Rupiah Dibuka Melemah Rp 14.277 Per US$ Terimbas Sentimen Tapering Off
Rupiah dibuka melemah 0,13% ke level Rp 14.277 per dolar AS di pasar spot pagi ini. Kurs garuda diramal melanjutkan pelemahan di tengah berlanjutnya sentimen tapering off, tercermin dari kenaikan yield US Treasury beberapa hari terakhir.
Mengutip Bloomberg, rupiah berbalik menguat ke Rp 14.272 pada pukul 09.18 WIB. Kendati demikian masih jauh dari posisi penutupan kemarin di Rp 14.258 per dolar AS.
Mayoritas mata uang Asia lainnya juga bergerak memerah. Dolar Singapura melemah 0,1%, dolar Taiwan 0,05%, won Korea Selatan 0,01%, rupee India 0,02%, ringgit Malaysia 0,24% dan bath Thailand 0,34%.
Yuan Cina menguat 0,02%, peso Filipina dan dolar Hong Kong kompak menguat 0,01%. Sementara yen Jepang stagnan.
Analis pasar uang Ariston Tjendra memperkirakan rupiah akan kembali tertekan ke arah Rp 14.300 per dolar AS, dengan potensi penguatan di kisaran Rp 14.220.
Tekanan terhadap nilai tukar dipengaruhi tren kenaikan pada yield US Treasury beberapa hari terakhir yang mengindikasikan kembali menguatnya tapering off The Fed.
"Kenaikan yield didukung oleh sentimen potensi percepatan tapering dan kenaikan suku bunga acuan AS," kata Ariston kepada Katadata.co.id, Rabu (24/11).

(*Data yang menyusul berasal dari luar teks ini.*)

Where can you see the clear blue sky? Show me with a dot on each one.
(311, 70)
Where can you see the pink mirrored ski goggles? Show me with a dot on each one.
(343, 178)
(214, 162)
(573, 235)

Mengutip Treasury.gov, yield obligasi pemerintah AS tenor 10 tahun kembali naik menjadi 1,67% pada perdagangan kemarin (23/11).
Kenaikan di atas 1,6% sudah dimulai sejak awal pekan ini. Tingkat yield kemarin juga tercatat sebagai tertinggi dalam sebulan terakhir.
Kenaikan juga terjadi di semua obligasi bertenor panjang. Yield obligasi tenor 20 tahun naik menjadi 2,08% setelah sempat turun pada akhir pekan lalu.
Yield US Treasury tenor 30 tahun juga naik menjadi 2,02% setelah sepekan lalu berhasil turun di kisaran 1,9%.
Ariston mengatakan kenaikan yield US Treasury yang dimuali sejak akhir pekan lalu terutama dipengaruhi sentimen tapering off yang kembali kuat.
Dimulai dari pernyataan dua pejabat bank sentral AS pada Jumat (19/11) yang memberi peluang tapering off berupa pengurangan pembelian aset akan diakhiri lebih cepat.
Wakil Ketua The Fed Richard Clarida pada akhir pekan lalu mengatakan akan mendorong pembahasan percepatan laju pengurangan pembelian aset pada pertemuan pengambil kebijakan pada Desember mendatang.
Pada hari yang sama, Dewan Gubernur The Fed Christopher Waller juga menyerukan agar bank sentral menggandakan pengurangan pembelian obligasinya. Kemudian pembelian diakhiri April mendatang.
Pasar mengantisipasi kondisi ini akan ikut mempercepat kenaikan bunga acuan.
Meski demikian, The Fed sebenarnya sudah berulang kali bahwa pengurangan aset tidak ada hubungannya dengan rencana kenaikan bunga acuan.
Sebagai informasi, The Fed berencana memulai pengurangan pembelian aset mulai akhir November dan berakhir pada pertengahan 2022.
Pengurangan pembelian aset sebesar US$ 15 miliar dari pembelian rutin sebesar US$ 120 miliar.
Sentimen percepetapan tapering off juga menguat setelah Jerome Powell kembali dinominasikan kembali menjabat sebagai Gubernur The Fed.
Penunjukkan itu disampaikan langsung oleh Presiden Joe Biden pada awal pekan ini.
"Nominasi Jerome Powell sebagai Gubernur the Fed oleh Presiden Joe Biden mendorong ekspektasi percepatan kenaikan suku bunga acuan AS," kata Ariston.
Dari dalam negeri, Ariston mengatakan pasar akan menantikan pidato yang disampaikan Gubernur Bank Indonesia (BI) Perry Warjiyo dalam pertemuan tahunan BI (PTBI) hari ini.
Dia memperkirakan sentimen ini dapat membantu agar rupiah tidak jatuh lebih dalam.
"BI mungkin akan bicara hal-hal yang positif tentang ekonomi Indonesia untuk menjaga rupiah tidak terlalu tertekan terhadap dollar AS karena tapering off," kata Ariston.
BI dijadwalkan akan menggelarkan pertemuan tahunannya siang ini (24/11). Adapun tema pertemuan tahunan kali ini yaitu 'Bangkit dan Optimis: Sinergi dan Inovasi untuk Pemulihan Ekonom'.
Gubernur BI Perry Warjiyo akan menyampaikan pidatonya yang berisi paparan sejumlah kondisi ekonomi global dan domestik, termasuk prospek rupiah dan ketahanan ekonomi domestik ke depannya.